Ein Pferd, das drängelt, muss nicht „respektlos“ sein, sondern kann schlicht gestresst oder ungeduldig sein. Ein Pferd, das sich einem Druckreiz widersetzt, ist nicht unbedingt „stur“, sondern hat vielleicht einfach die vorangegangene Kommunikation nicht verstanden. Diese Missverständnisse führen oft dazu, dass Menschen mehr Druck einsetzen, anstatt die eigentlichen Ursachen zu hinterfragen.

Hufe auskratzen als Beispiel für saubere Verhaltensketten im Training

Alternative Trainingsansätze

Die Theorie des „dominanten Alpha-Tiers“ kommt besonders dann ins Spiel, wenn ein Mensch eine Forderung gegenüber dem Pferd durchsetzen will und dazu (aversiven) Druck nutzt. Oft dient Dominanz als Legitimation, Druck anzuwenden. Doch ist es nicht häufig so, dass wir eigentlich weniger Druck anwenden möchten, aber überholte Theorien zum Thema Unterordnung alternative Möglichkeiten verhindern? Wäre es nicht besser, wenn wir die gleichen Ergebnisse ohne Druck erreichen könnten?
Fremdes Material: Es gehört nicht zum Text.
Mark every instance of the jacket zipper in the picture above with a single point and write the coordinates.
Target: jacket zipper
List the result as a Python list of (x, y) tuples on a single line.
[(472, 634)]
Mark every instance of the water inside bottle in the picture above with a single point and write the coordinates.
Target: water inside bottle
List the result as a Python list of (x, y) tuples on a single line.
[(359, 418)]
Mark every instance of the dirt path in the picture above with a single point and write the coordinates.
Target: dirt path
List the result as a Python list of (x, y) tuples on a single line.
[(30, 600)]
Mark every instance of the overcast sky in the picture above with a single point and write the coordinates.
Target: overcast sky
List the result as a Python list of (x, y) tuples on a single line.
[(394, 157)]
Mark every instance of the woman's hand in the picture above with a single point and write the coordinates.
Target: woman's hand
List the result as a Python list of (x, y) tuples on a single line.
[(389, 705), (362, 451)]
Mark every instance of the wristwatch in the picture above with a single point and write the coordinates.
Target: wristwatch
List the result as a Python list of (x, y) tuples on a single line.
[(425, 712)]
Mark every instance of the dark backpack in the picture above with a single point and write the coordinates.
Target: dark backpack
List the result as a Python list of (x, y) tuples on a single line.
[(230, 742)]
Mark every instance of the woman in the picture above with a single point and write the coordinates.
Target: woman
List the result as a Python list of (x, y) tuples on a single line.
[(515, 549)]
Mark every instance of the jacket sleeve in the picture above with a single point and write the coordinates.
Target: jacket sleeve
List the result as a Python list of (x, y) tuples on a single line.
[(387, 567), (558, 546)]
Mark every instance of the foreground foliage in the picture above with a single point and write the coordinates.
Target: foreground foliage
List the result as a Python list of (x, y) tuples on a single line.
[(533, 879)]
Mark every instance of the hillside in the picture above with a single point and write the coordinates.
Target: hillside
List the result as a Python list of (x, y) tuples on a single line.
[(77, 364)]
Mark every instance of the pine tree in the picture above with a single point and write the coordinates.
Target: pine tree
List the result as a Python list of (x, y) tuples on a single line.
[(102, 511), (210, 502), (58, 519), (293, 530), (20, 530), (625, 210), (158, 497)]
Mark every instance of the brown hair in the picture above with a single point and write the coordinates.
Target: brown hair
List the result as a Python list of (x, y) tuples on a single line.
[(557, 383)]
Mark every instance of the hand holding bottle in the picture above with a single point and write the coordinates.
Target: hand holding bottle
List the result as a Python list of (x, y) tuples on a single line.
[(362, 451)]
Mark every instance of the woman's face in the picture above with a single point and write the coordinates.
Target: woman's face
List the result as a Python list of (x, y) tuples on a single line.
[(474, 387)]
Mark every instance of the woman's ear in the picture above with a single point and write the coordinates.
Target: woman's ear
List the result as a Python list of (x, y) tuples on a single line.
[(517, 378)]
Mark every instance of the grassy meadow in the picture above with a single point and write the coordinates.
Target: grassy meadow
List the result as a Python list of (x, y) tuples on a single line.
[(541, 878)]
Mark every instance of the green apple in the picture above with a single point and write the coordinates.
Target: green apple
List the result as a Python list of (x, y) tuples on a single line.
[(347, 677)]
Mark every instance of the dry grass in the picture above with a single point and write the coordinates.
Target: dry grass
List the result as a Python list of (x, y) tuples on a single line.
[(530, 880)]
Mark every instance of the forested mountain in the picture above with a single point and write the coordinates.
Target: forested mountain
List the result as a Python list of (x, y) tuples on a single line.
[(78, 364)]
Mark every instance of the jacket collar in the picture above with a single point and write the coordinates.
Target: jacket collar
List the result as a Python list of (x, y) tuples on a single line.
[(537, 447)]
Moderne, belohnungsbasierte Trainingsmethoden zeigen, dass Pferde durch positive Erfahrungen schneller und nachhaltiger lernen. Sie können Verhaltensweisen „freiwillig“ und mit Freude ausführen, anstatt aus Angst vor unangenehmen Folgen zu reagieren. Wer Zeit in einen durchdachten Trainingsaufbau, gutes Timing und ein Belohnungssystem investiert, braucht keine Dominanztheorien zur Rechtfertigung.

Ein neuer Blick auf Pferdetraining

Die Leittier-Theorie wurde nie wissenschaftlich untersucht, sondern basiert auf Überlieferungen. Ist es nicht wahrscheinlicher, dass sich das Pferd uns anschließt, wenn es uns mit positiven Erlebnissen verknüpft? Würde das nicht die Situation für beide Seiten verbessern und die Beziehung harmonischer machen? Niemand ist perfekt und kann alles auf Anhieb richtig machen. Doch es macht einen Unterschied, ob man das Problem bei sich selbst oder beim Pferd sucht. Oft wird Druck angewendet, weil alternative Ansätze nicht bekannt oder erprobt sind. Wer sich mit neuen Trainingsmethoden auseinandersetzt, kann weitere Möglichkeiten entdecken und Wege finden, ohne aversiven Druck auszukommen, anstatt an überholten Konzepten festzuhalten.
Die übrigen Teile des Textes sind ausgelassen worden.